Migrantischer Widerstand der 1980er- und 1990er-Jahre
Zusammen mit der rassistischen Stimmung stieg seit 1980 auch die Anzahl rassistischer Angriffe und Morde. Dagegen setzten sich migrantische Jugendliche in „Jugendgangs“ zur Wehr. Diese Gangs verteidigten sich gegen Angriffe von Neonazis und rechten Skinheads. Zugleich dienten sie der Selbstbehauptung in einer Gesellschaft, die sie von vielen Orten und Möglichkeiten ausschloss. In Hamburg entstanden Gangs wie die Champs in St. Pauli oder die Red Bombers in Bergedorf.
„Die bekannteste Jugendgruppe waren die ‚Wilhelmsburger Türken Boys‘, die WTB! Nach Wilhelmsburg traute sich kein Nazi.“
Perihan Zeran von der Initiative zum Gedenken an Ramazan Avcı, in: ZAG – antirassistische Zeitschrift, 2010
Politik und Polizei gingen gegen die migrantisch-geprägten Jugendgangs sehr viel schärfer vor als gegen die organisierten Skinheads, deren Gewalt oft entpolitisiert und nur wenig sanktioniert wurde. Viele Gangs lösten sich daher nach kurzer Zeit wieder auf.

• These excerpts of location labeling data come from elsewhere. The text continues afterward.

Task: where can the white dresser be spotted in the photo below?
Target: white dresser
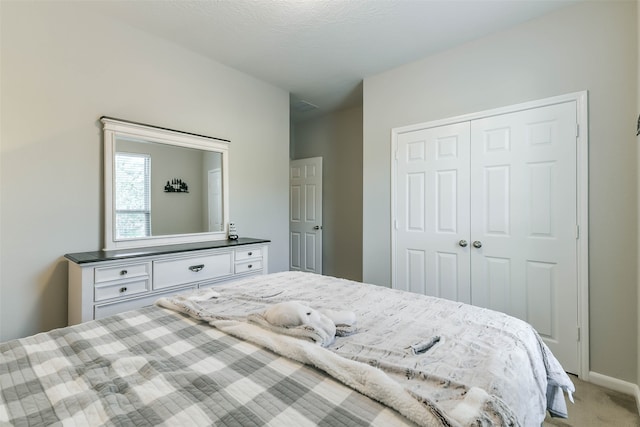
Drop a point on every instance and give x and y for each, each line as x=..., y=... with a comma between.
x=103, y=283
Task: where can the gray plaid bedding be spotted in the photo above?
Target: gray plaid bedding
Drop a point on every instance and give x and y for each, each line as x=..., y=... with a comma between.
x=484, y=369
x=157, y=367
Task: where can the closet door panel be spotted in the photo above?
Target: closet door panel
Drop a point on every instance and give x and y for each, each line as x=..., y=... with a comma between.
x=523, y=212
x=432, y=212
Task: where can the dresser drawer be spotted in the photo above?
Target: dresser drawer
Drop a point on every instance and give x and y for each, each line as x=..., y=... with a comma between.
x=105, y=310
x=243, y=267
x=121, y=289
x=123, y=271
x=246, y=254
x=192, y=269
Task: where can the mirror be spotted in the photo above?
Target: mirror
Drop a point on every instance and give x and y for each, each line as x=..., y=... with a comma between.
x=163, y=186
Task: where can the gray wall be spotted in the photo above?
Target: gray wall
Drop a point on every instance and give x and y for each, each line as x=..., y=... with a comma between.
x=337, y=138
x=61, y=70
x=590, y=46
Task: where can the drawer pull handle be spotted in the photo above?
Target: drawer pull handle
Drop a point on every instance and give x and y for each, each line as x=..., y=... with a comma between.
x=196, y=268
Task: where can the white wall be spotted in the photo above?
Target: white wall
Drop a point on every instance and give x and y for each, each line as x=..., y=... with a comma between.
x=337, y=138
x=590, y=46
x=61, y=70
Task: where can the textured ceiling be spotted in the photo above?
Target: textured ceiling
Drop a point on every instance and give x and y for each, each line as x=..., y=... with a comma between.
x=321, y=50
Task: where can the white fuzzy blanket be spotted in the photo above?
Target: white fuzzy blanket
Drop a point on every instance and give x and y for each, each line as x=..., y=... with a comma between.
x=486, y=368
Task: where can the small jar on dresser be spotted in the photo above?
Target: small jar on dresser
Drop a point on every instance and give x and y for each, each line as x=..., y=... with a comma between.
x=103, y=283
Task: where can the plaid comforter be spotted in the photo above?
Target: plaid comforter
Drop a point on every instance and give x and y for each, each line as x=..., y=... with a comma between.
x=154, y=366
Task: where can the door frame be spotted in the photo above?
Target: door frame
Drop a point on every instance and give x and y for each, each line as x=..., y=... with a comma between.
x=582, y=199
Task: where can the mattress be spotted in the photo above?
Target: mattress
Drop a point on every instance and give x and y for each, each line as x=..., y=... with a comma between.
x=203, y=361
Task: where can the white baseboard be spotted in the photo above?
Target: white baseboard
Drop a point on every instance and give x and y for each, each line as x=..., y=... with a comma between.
x=617, y=385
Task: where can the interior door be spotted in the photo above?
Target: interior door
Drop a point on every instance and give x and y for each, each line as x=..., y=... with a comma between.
x=524, y=221
x=432, y=226
x=305, y=216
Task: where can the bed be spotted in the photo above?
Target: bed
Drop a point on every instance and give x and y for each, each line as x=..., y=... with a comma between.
x=209, y=358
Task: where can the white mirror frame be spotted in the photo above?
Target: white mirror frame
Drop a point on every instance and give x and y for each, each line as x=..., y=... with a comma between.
x=114, y=128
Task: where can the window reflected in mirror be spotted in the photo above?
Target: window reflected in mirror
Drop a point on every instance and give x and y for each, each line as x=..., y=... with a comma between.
x=143, y=206
x=163, y=186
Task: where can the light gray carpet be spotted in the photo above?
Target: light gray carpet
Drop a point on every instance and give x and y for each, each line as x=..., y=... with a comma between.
x=597, y=406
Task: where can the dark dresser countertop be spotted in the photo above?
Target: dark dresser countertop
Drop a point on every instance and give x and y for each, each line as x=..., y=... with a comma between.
x=102, y=255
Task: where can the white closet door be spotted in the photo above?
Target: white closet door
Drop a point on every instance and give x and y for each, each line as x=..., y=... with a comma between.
x=432, y=211
x=523, y=214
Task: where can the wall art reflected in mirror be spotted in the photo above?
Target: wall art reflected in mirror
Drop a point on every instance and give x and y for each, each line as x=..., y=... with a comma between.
x=163, y=186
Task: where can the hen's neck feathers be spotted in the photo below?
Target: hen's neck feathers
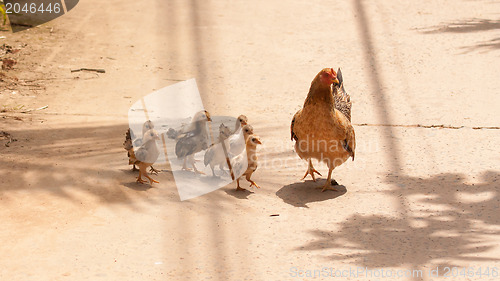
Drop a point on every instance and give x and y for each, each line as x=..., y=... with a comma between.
x=319, y=93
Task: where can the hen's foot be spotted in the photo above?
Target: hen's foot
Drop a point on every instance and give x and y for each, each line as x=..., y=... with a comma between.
x=153, y=170
x=311, y=171
x=252, y=183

Im Dezember 1985 wurde Ramazan Avcı von rechten Skinheads auf offener Straße erschlagen. Sein Tod löste bei Menschen aus der Türkei große Betroffenheit und Wut aus. Kulturvereine, Sportvereine, Moscheen und linke Gruppierungen aus der Türkei schlossen sich zu einem überparteilichen „Bündnis türkischer Einwanderer“ zusammen und riefen zu einer Großdemonstration am 11. Januar 1986 auf. Das Bündnis forderte nicht nur ein Ende der rassistischen Gewalt, sondern auch soziale Rechte wie ein Niederlassungsrecht für die seit Jahrzehnten in Deutschland lebenden Arbeitsmigrant*innen. In den darauffolgenden Jahren entstand aus dem Bündnis die „Türkische Gemeinde in Deutschland e.V.“, die sich als Interessensvertretung türkischstämmiger Deutscher versteht.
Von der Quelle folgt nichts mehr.